Le tutoiement, symbole de liberté, d’égalité et de fraternité sur le web
Antonio Casilli, professeur de sciences numérique à Paris, explique qu’Internet a été utilisé dès ses prémisses comme un outil œuvrant pour la chute des barrières sociales. Le résultat : un « discours politique égalitaire » jamais vu auparavant. Il poursuit en soulignant que sur le web, les internautes sont égaux, sans distinction sociale, quel que soit leur âge, leur sexe ou leurs revenus. Ainsi, vouvoyer quelqu’un revient à lui imposer une hiérarchie – non-sens dans une génération de réseautage social à tout va.
Le cas Joffrin
En juillet 2011, Laurent Joffrin, directeur du Nouvel Observateur, avait gentiment incendié l’un de ses followers en lui demandant purement et simplement : « Qui vous autorise à me tutoyer ? » après une démonstration de sympathie un peu trop singulière de la part du twitteur. Conséquence de la sortie du journaliste : une mini-tempête, où Joffrin s’était vu lui-même accusé de grossièreté et de condescendance.
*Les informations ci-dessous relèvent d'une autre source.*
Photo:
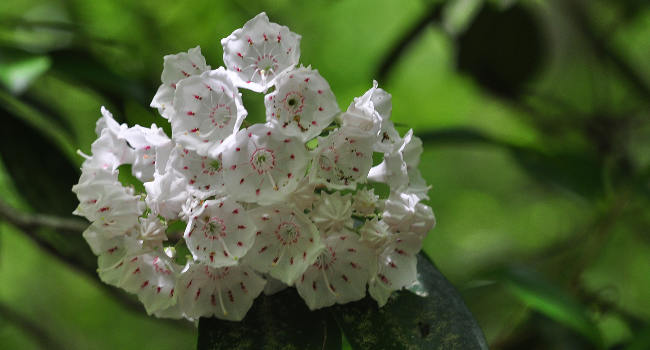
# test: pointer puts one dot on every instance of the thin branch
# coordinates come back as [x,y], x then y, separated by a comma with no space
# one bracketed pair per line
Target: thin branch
[35,331]
[601,45]
[29,224]
[406,40]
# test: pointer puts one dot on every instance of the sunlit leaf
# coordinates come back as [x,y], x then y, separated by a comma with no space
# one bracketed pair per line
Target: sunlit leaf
[18,70]
[550,300]
[502,49]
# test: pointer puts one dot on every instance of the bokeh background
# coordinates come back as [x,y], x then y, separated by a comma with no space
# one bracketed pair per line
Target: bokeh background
[536,126]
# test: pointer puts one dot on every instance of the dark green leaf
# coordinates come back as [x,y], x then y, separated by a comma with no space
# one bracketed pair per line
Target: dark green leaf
[641,340]
[44,175]
[552,301]
[86,69]
[502,49]
[579,172]
[408,321]
[280,321]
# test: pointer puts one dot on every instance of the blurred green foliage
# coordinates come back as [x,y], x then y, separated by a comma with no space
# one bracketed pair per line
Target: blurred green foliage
[535,117]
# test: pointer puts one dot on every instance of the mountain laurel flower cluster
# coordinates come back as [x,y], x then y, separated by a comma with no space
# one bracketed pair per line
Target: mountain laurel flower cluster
[229,210]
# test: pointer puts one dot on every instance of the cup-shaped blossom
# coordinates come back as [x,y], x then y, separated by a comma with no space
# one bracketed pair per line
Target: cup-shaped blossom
[399,169]
[332,212]
[221,234]
[260,52]
[262,165]
[302,104]
[208,109]
[110,205]
[405,214]
[167,193]
[339,274]
[152,276]
[150,146]
[175,68]
[342,159]
[202,173]
[226,293]
[396,266]
[287,242]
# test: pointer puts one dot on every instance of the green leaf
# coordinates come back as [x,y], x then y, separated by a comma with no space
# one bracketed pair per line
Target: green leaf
[640,341]
[276,322]
[579,172]
[44,175]
[539,294]
[43,126]
[408,321]
[18,69]
[503,49]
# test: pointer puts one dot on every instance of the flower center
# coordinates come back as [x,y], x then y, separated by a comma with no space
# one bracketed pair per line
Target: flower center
[266,65]
[325,259]
[262,160]
[214,228]
[293,102]
[287,233]
[220,115]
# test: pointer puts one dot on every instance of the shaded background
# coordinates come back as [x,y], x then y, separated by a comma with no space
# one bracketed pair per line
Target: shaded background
[534,116]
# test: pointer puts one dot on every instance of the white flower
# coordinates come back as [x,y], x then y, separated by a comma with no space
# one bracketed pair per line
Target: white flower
[108,204]
[167,193]
[208,109]
[150,147]
[342,159]
[304,195]
[339,274]
[153,230]
[226,293]
[404,213]
[332,212]
[204,175]
[260,52]
[365,202]
[273,285]
[370,114]
[302,104]
[263,208]
[110,150]
[175,68]
[221,234]
[152,276]
[286,243]
[375,233]
[399,169]
[262,165]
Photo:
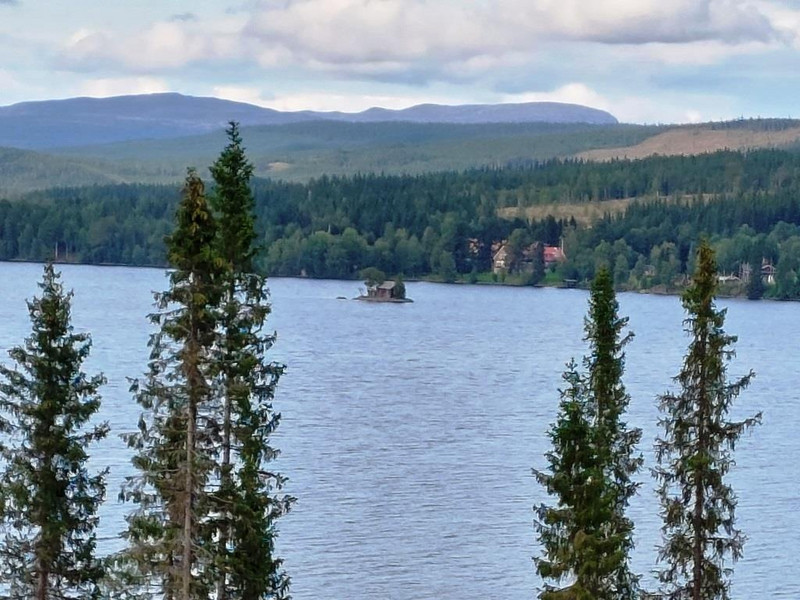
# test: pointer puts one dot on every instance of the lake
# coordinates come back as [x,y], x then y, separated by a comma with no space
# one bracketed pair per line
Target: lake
[409,431]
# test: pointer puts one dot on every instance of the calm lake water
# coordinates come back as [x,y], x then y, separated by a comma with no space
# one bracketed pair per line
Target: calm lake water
[409,431]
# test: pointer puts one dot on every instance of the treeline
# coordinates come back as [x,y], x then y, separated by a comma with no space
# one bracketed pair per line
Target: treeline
[584,531]
[205,498]
[445,225]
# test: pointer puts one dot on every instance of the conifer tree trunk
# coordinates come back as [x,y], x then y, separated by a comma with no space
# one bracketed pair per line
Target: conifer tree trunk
[48,500]
[176,442]
[695,451]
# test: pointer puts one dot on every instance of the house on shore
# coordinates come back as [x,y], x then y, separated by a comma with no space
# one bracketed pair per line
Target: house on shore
[503,261]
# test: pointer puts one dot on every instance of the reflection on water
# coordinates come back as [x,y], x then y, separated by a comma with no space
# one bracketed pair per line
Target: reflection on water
[409,431]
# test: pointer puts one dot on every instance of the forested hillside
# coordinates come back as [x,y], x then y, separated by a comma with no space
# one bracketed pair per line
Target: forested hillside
[301,151]
[444,225]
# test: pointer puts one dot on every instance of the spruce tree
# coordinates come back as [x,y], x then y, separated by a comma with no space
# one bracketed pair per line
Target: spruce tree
[694,456]
[586,537]
[178,432]
[248,501]
[48,497]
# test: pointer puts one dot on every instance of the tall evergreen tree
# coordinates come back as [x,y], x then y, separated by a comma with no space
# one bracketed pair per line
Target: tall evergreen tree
[248,500]
[694,456]
[48,497]
[564,530]
[586,537]
[178,432]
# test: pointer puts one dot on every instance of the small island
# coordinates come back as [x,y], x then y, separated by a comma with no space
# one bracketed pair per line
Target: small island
[380,290]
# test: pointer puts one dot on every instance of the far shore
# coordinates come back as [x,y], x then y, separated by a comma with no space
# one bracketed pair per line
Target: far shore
[660,290]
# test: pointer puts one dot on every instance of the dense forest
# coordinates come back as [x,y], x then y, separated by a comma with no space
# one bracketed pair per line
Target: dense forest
[445,225]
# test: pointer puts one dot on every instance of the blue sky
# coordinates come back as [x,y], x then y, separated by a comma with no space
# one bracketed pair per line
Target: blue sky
[643,60]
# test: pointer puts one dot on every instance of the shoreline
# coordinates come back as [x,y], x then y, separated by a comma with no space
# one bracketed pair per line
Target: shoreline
[654,291]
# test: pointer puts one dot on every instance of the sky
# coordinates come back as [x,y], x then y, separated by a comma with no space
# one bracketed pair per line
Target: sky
[645,61]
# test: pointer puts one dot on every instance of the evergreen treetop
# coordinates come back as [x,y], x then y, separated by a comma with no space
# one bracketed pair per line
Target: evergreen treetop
[586,537]
[694,454]
[48,497]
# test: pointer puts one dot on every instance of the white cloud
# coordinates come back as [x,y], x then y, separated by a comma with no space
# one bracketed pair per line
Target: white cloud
[101,88]
[628,108]
[162,46]
[350,102]
[418,39]
[572,93]
[647,21]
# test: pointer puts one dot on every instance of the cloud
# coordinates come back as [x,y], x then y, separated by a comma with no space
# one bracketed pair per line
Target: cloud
[416,41]
[669,107]
[183,17]
[164,45]
[117,86]
[646,21]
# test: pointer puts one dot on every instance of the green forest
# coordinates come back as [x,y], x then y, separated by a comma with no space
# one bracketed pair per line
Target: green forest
[444,226]
[204,500]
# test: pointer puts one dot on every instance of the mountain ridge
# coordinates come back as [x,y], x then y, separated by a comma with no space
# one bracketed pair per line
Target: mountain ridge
[69,122]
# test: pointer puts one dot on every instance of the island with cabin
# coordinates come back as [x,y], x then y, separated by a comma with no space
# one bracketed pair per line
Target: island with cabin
[380,290]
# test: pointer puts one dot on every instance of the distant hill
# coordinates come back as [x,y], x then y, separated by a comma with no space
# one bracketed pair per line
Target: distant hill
[686,140]
[85,121]
[300,151]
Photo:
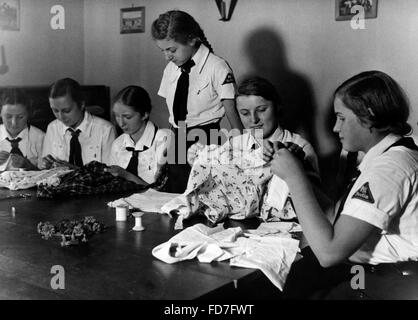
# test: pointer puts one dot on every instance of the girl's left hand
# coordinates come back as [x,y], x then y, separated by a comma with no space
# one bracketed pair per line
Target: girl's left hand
[284,164]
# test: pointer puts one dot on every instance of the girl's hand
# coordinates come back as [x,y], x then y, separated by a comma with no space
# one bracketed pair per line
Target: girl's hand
[193,152]
[116,171]
[284,164]
[18,161]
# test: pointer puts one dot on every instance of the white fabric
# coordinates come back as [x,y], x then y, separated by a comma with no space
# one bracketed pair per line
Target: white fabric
[272,254]
[96,138]
[206,88]
[229,181]
[393,183]
[30,145]
[149,160]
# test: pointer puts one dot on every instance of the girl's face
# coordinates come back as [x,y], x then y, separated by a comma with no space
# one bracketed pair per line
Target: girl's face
[129,120]
[354,134]
[67,111]
[257,113]
[15,118]
[176,52]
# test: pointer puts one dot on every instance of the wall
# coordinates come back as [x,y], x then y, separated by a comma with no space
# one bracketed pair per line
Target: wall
[297,44]
[38,55]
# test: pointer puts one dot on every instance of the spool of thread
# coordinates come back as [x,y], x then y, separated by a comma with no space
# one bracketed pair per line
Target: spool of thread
[121,213]
[138,221]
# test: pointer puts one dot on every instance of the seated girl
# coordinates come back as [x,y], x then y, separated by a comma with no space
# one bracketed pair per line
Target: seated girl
[20,143]
[376,223]
[140,153]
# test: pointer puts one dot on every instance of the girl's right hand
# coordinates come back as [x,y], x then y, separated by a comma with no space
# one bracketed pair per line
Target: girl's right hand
[268,151]
[193,152]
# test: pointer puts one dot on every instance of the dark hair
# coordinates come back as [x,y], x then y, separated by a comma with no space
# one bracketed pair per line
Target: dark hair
[258,86]
[136,98]
[375,97]
[15,96]
[179,26]
[67,86]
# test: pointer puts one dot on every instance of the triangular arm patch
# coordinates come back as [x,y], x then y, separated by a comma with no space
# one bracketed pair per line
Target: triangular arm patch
[364,193]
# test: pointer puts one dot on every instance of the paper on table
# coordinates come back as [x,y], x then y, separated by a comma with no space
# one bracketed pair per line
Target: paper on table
[199,240]
[278,192]
[149,201]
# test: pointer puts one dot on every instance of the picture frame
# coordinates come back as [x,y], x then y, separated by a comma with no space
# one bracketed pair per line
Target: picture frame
[132,20]
[343,9]
[10,15]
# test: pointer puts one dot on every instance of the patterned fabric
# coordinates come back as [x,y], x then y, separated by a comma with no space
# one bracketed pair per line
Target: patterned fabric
[88,180]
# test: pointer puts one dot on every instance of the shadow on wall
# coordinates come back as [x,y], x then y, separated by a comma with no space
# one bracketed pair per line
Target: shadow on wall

Depuis, l’arroseur arrosé a cessé d’utiliser Twitter – tout en certifiant que son retrait du site de micro-blogging n’avait rien à voir avec l’affaire du tu. Cependant, il considère comme « déplaisant » l’épisode. Selon lui, ce tutoiement à foison exerce l’effet inverse de son but initial : il exacerbe les tensions plutôt que ne force la tolérance. « Les usagers de Twitter n’oseraient jamais aller dans la rue et tutoyer des inconnus« , explique le journaliste, « car le tutoiement est une forme de violence – ne voit-on pas des automobilistes se tutoyer pour s’insulter ? »
Un effet sur la langue française ?
Sur un plan historique, il est un peu trop tôt pour calculer l’impact linguistique de ce tutoiement cybernétique à foison sur notre belle langue. Les derniers changements majeurs en matière de « tu » ont eu lieu il y a quelques quarante-quatre ans, en… Mai 68. Bien que le tutoiement soit plus fréquent depuis, des règles sociales régissent encore et toujours son utilisation – ce malgré les efforts des twittos jeunes et moins jeunes.
Et à l’étranger ?
Comme il n’y a pas que la France dans la vie, la BBC fait un rapide tour d’horizon de quelques États, à commencer par le Royaume-Uni. Dans la langue de Shakespeare, nul tracas avec le vouvoiement puisqu’il n’existe pas, mais un constat : les e-mails sont beaucoup plus susceptibles de commencer avec un « hi » (équivalent plus relax des traditionnels « Hello », « Good morning » ou « Dear Margaret ») que jadis.
En allemand, c’est l’informel « du » qui prévaut sur le formel « Sie » – côté persan, c’est pareil. En russe, le formel « vy » reste la norme entre inconnus. Et au Japon, c’est carrément le monde à l’envers : sur le réseau social Mixi, le niveau de langue est susceptible d’être plus formel qu’en face-à-face.